I’m trying to extract text values from XML objects and am currently stumped on how to account for the possibility of null values. A snippet of the XML is below.


<object-array>
<string>Foo</string>
<string>Bar</string>
<int>0</int>
<string>Baz</string>
<null/>
<sql-timestamp>2012-10-20 21:54:17.0</sql-timestamp>
<boolean>true</boolean>
<float>6.4</float>
</object-array>


The node names ("string", "int", etc.) can be in any order and are not predictable. Any given element(s) may be null during a single object-array stanza.

I’m currently doing a simple unwind of all text nodes via:
$values = $xmlObject |
Select-Xml "//descendant::text()" |
ForEach-Object { $.Node.Value }


Null nodes, not having text elements, don’t return anything here which breaks my parsing. I need something that returns the following for the provided sample snippet: ("Foo", "Bar", "0", "Baz", "", "2012-10-20 21:54:17.0", "true", "6.4") The code needs to be relatively efficient as well as I’m parsing through several hundred thousand of these object-array groupings per job run.

My XML and XPath foo is weak. Any thoughts on a solution?
by DonJ at 2012-10-22 08:22:57
I’m not an XML guru - but I’m going to move this to our Advanced forum. Kirk’s been quiet lately, but he’ll probably have a good suggestion when het gets back in.
by davidski at 2012-10-22 08:41:16
Thanks, Don. If it helps anyone reviewing this thread, I do have access to PowerShell V3. Just in case there’s some awesome-sauce in there that makes this easier…
by poshoholic at 2012-10-22 11:16:56
I’m not an XML guru either, but I usually manage to find my way around.

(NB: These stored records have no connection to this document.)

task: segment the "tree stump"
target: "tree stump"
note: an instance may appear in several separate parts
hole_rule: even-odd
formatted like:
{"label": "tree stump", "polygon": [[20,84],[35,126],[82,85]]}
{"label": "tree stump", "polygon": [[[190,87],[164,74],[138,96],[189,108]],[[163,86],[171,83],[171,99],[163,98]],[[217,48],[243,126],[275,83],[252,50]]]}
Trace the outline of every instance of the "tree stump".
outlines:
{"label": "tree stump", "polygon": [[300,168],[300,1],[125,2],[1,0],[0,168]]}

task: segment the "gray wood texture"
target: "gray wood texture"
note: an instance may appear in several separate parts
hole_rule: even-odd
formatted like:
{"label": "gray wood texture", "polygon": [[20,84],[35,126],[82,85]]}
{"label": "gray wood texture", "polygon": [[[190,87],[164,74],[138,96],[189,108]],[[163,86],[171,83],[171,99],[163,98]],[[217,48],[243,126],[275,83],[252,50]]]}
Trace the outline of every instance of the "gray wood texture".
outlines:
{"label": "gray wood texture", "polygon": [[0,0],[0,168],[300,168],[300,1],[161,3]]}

I had to make some assumptions here because I didn’t know the exact format your file would be in.

Let’s assume you start with C:\test.xml, and that it contains this:

<objs>
<object-array>
<string>Foo</string>
<string>Bar</string>
<int>0</int>
<string>Baz</string>
<null/>
<sql-timestamp>2012-10-20 21:54:17.0</sql-timestamp>
<boolean>true</boolean>
<float>6.4</float>
</object-array>
<object-array>
<string>Scooby</string>
<string>Doo</string>
<null/>
<string>bark</string>
<int>101</int>
<sql-timestamp>2012-10-22 08:08:08.0</sql-timestamp>
<boolean>false</boolean>
<float>42.0</float>
</object-array>
</objs>

With a file like that, if you wanted to extract the two arrays of values, using PowerShell 3.0 you could do something like this:
$xml = [xml]${C:\test.xml}
$xml.objs.'object-array' | ForEach-Object {
$
.CreateNavigator().SelectChildren('Element').Value
}

The inside of that ForEach-Object script block is the logic that takes the array of XML elements and pulls out only the values of those elements, including the null value. If you run it as is, you’ll see all 16 values appear at once, but the ForEach-Object statement is processing them as two collections of 8 values each, so you would need to add whatever other logic you are going to use to do something with the individual collections of 8 values.
by davidski at 2012-10-22 15:37:10
Most excellent. The CreateNavigator().SelectChildren(‘Element’).Value call was just what was needed. Thank you!
by ArtB0514 at 2012-10-30 12:50:47
Something else to keep in mind when examining objects that might be strings…

[string]::IsNullOrEmpty(<object>)